AILab-CVC / YOLO-World

[CVPR 2024] Real-Time Open-Vocabulary Object Detection
https://www.yoloworld.cc
GNU General Public License v3.0
4.28k stars 416 forks source link

tflite demo/inference issue #424

Open kezhang-cs opened 1 month ago

kezhang-cs commented 1 month ago

Hi @wondervictor and team, thank you for the great work. Could you help me on a question regarding the tflite model demo/inference? I first convert the _yolo_world_v2_s_obj365v1_goldg_pretrain1280ft-fc4ff4f7.pth model to onnx with cfg_path=configs/pretrain/yolo_world_v2_s_vlpan_bn_2e-3_100e_4x8gpus_obj365v1_goldg_train_1280ft_lvis_minival.py

python deploy/export_onnx.py ${cfg_path} ${wgt_path} --opset 12 --without-bbox-decoder --without-nms

onnx_demo.py results looks okay.

Then use

onnx2tf -i ${onnx_path} -o ${tflite_path} -oiqt  -cind "images" "tflite_calibration_data_100_images_640.npy" "[[[[0.,0.,0.]]]]" "[[[[1.,1.,1.]]]]"  -onimc "scores" "bboxes" --verbosity debug

To convert to tflite. But when running tflite_demo.py, the outputs seems not enough.

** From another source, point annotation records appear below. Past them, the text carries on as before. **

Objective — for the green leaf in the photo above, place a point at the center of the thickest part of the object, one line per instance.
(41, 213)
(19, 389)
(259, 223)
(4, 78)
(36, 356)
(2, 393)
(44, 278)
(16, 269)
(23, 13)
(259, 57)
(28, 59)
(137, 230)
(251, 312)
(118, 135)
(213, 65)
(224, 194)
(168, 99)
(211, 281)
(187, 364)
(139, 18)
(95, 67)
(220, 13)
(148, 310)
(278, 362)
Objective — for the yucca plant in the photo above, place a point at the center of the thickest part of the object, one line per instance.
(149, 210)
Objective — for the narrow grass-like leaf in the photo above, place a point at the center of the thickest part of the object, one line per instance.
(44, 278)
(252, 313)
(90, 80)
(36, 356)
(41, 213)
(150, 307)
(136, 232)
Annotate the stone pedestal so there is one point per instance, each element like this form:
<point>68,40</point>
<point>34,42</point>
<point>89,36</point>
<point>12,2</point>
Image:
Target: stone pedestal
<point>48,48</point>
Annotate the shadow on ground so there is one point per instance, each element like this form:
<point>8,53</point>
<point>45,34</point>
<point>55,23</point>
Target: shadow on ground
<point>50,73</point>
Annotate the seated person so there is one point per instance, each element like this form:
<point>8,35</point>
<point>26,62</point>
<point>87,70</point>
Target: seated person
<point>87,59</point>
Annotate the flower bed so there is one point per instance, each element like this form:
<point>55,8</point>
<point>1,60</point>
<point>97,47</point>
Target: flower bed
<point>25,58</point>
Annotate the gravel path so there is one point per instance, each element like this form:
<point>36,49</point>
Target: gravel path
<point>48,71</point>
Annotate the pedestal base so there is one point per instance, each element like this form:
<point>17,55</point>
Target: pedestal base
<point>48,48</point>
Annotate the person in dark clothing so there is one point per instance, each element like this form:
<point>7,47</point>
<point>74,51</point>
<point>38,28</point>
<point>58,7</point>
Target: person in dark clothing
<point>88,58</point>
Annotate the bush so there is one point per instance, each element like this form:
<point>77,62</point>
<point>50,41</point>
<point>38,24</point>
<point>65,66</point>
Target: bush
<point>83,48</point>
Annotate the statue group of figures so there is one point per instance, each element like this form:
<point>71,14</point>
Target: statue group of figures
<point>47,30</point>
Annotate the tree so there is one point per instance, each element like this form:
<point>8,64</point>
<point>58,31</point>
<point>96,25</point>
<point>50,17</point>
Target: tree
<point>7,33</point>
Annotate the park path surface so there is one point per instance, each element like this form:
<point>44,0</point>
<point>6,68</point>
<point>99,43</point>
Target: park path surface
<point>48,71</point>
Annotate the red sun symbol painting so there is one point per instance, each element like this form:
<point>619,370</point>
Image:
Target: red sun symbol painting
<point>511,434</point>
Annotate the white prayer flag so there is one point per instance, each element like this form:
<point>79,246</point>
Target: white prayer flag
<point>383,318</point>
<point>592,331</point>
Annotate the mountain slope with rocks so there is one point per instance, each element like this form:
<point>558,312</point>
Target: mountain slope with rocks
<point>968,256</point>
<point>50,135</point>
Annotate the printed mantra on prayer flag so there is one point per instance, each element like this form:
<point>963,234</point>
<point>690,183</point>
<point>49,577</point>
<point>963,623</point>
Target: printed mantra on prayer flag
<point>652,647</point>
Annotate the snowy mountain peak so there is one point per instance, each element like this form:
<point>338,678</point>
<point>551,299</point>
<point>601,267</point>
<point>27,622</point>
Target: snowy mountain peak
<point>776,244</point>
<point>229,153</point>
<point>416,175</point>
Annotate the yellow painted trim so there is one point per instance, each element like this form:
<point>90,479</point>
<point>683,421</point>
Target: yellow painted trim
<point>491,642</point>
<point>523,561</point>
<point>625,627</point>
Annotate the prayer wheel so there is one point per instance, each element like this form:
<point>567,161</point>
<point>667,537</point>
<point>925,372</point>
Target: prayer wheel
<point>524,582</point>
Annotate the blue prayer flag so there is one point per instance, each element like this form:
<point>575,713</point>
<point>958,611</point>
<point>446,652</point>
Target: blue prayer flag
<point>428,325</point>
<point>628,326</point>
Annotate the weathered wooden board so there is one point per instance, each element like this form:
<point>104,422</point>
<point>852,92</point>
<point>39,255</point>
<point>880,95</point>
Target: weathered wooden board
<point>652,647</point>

  File "deploy/tflite_demo.py", line 241, in main
    inference_per_sample(interpreter,
  File "deploy/tflite_demo.py", line 137, in inference_per_sample
    scores = interp.get_tensor(output_details[1]['index'])
IndexError: list index out of range

I was using the _integer_quant.tflite, and tflite_demo.py worked with the shared tflite file in the repo. Any idea if there are any issues on the steps I tried? Thank you!

kezhang-cs commented 1 month ago

After a closer check, I noticed the possible root cause here: for unknown reason, onnx2tf changed the outputs from 2 to 1. i.e. the onnx outputs has "scores", "boxes". But tflite output only has 1. Also after running onnx2tf, the "boxes" output seems removed as well on onnx file.

May I ask how did you manage to convert the onnx to tflite as in yolo_world_x_coco_zeroshot_rep_integer_quant.tflite? for yolo_world_x_coco_zeroshot_rep_integer_quant.tflite it has both scores and boxes. really looking forward to your insights, I have been working on this issue more than a week 🫠

kezhang-cs commented 1 month ago

I wanted to follow up on this question - the tflite I converted now has boxes and scores, but the boxes are quite different from onnx model and does not make sense.

Could you help provide more details on how we get yolo_world_x_coco_zeroshot_rep_integer_quant.tflite? Thanks!